No dia seguinte, o Estado Islâmico assumiu a autoria dos ataques, realizados a partir de uma complexa organização mantida na Bélgica. 

Em plena luz se transformou num livro sobre fugas. A personagem principal, Lu, incialmente foge de um relacionamento abusivo para a França – e lá encontra outros tipos de violência, numa escala muito maior. Essa mulher, uma fotógrafa que se faz escultora antes de voltar a exercer o seu ofício, é levada a pensar sobre o corpo: o seu próprio corpo, que escapa para outras paisagens, foge do sofrimento e dos convívios desastrosos, e o corpo dos outros – refugiados, imigrantes que levam apenas o que a experiência de si carrega, pois abandonaram todo o resto. É contra eles que o matemático Étienne se revolta: este personagem detestável também foge. Os seus preconceitos são modos de se desviar do alheio, esquivar-se à diversidade do mundo.

Lu pensa no corpo dos terroristas, o corpo estilhaçado dos fanáticos e das vítimas. Após os atentados de novembro, constata como é violento tudo o que atinge o indivíduo, seja aos poucos ou subitamente, no ataque físico ou psíquico. Nesse sentido, a sociedade é uma potência de agressividades, com seus códigos de repressão moral, religiosa, comportamental... Lu inclusive se agride, mutila o próprio nome, que não admite por inteiro. Quando volta a Fortaleza, cidade de suas origens, ainda suporta a violência de um emprego que detesta – mas, ao fim de um percurso em que conheceu várias pessoas e suas singularidades, vê-se pronta para experimentar uma libertação.

Libertar-se, hoje, parece bem mais desafiador. Em cinco anos a agressividade humana expandiu muitíssimo – apesar de todos os alertas, o luto, o desastre, as pessoas não se convencem a agir de modo menos predatório. A pandemia em 2020 foi um marco desse desequilíbrio de forças, e não só por sua origem, associada a explorações inconsequentes da natureza. A violência do individualismo, que se manifesta em atos mínimos (como a recusa de usar uma máscara), mostra que a proporção dos efeitos será sempre descomunal.

Uma tragédia pode acontecer não apenas através de ataques ou atentados, mas por meio da complacência.
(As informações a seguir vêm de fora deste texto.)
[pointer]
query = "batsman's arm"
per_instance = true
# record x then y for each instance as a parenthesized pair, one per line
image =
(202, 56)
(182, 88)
Os tipos de sofrimento se multiplicam nesta fase da história da humanidade – que talvez venha a ser conhecida como a mais paradoxal de todas, pela mistura de alta tecnologia e barbárie. E, enquanto continuarmos no esforço diário de salvação, seguem válidas as palavras de Lu, refletindo sobre o sentimento de ter escapado: “Somos todos sobreviventes de alguma coisa, eu disse a Igor e Alícia, logo que voltei da viagem. Mas recebem esse título os que estiveram por um triz – ou souberam disso, deram-se conta de estar inteiros; perceberam com espanto a própria respiração enquanto ao seu lado trouxas compridas se largavam na poeira, e eram pessoas aqueles rolos de pano nas posturas esdrúxulas, caídos como se um caminhão houvesse perdido pelo caminho a carga que ia na caçamba. Os que podem acordar nesse tipo de cenário formulam a palavra milagre, é a primeira que pronunciam, muito antes de horror, desgraça. É a palavra egoísta de quem se salvou.”

 

***

Tércia Montenegro nasceu em 1976, em Fortaleza, onde vive atualmente. É fotógrafa e professora da Universidade Federal do Ceará. Seu primeiro romance, Turismo para cegos, publicado pela Companhia das Letras, foi selecionado pelo Programa Petrobras Cultural e recebeu o prêmio Machado de Assis, da Biblioteca Nacional, de melhor romance brasileiro de 2015.